Highway bridge connects two Pangasinan municipalities

The Narciso Ramos Bridge, formerly known as the Asingan–Sta. Maria Bridge, is a highway bridge which connects the municipalities of Asingan and Santa Maria in Pangasinan, Philippines. Crossing the Agno River, it is part of the Asingan–Sta. Maria Road. It is the longest bridge in the province and the entire Ilocos Region.

==History==
The bridge was initilally named Asingan–Santa Maria Bridge. Construction began on January 15, 1996, and was finished within a two-year timeline. The ₱415.56-million project was sponsored by Pangasinan 6th district representative Ranjit Shahani, nephew of then President Fidel Ramos; and was undertaken by Ciriaco Construction Corporation and High Peak Construction.

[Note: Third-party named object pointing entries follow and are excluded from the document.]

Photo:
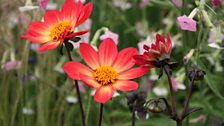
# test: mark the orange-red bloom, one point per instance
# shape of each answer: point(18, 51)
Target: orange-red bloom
point(109, 70)
point(158, 51)
point(58, 25)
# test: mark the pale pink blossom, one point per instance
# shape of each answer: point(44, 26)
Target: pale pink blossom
point(12, 65)
point(43, 4)
point(141, 45)
point(86, 26)
point(23, 18)
point(200, 118)
point(141, 28)
point(186, 23)
point(144, 3)
point(110, 34)
point(178, 3)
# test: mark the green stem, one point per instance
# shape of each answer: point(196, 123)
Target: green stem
point(101, 115)
point(77, 90)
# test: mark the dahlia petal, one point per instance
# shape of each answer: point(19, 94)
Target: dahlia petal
point(73, 70)
point(39, 40)
point(140, 60)
point(107, 52)
point(125, 85)
point(132, 73)
point(125, 60)
point(89, 55)
point(104, 93)
point(85, 14)
point(52, 17)
point(48, 46)
point(90, 81)
point(77, 34)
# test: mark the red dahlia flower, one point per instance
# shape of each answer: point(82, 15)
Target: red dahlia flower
point(158, 51)
point(109, 70)
point(58, 25)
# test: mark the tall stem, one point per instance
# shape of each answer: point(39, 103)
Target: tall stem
point(133, 114)
point(174, 111)
point(77, 89)
point(187, 99)
point(101, 114)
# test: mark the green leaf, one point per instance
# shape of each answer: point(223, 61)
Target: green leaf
point(208, 78)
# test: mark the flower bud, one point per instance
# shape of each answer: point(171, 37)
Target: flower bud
point(207, 20)
point(155, 106)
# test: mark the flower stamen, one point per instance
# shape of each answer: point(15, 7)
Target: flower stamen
point(105, 75)
point(58, 30)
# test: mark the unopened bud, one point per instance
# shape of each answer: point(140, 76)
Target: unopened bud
point(196, 74)
point(155, 106)
point(193, 13)
point(207, 20)
point(188, 56)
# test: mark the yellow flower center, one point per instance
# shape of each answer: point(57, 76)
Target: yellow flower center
point(105, 75)
point(59, 29)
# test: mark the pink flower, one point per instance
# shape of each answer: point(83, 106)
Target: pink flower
point(43, 4)
point(110, 34)
point(176, 85)
point(141, 45)
point(12, 65)
point(144, 3)
point(178, 3)
point(186, 23)
point(216, 2)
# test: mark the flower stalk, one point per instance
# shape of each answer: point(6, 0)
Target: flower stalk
point(77, 88)
point(101, 115)
point(174, 111)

The bridge became operational on March 17, 1997, upon its inauguration by President Ramos. At that time, it was considered the longest in Luzon and the second in the country, only behind San Juanico Bridge in Eastern Visayas.

Shahani later authored a House bill which, in 2001, became Republic Act No. 9030, the law changing the name of the bridge to its present one in honor of his grandfather—legislator, diplomat, and Asingan native Narciso Ramos.

To address concerns on the travellers' safety at night, the municipal government of Asingan funded the installation of solar-powered lights, which was done in two months beginning December 2022.

==Features==
The 1.4-kilometer bridge has 48 spans, two abutments, and 47 piers.

==Incidents==
On the afternoon of September 27, 2002, Tayug Regional Trial Court judge Oscar Uson, father of future dance group founder (and government official) Mocha Uson, was assassinated by four suspected motorcycle-riding gunmen, as he was passing the bridge's Asingan part while on his way from work to his home in Dagupan. No arrests have been made since then.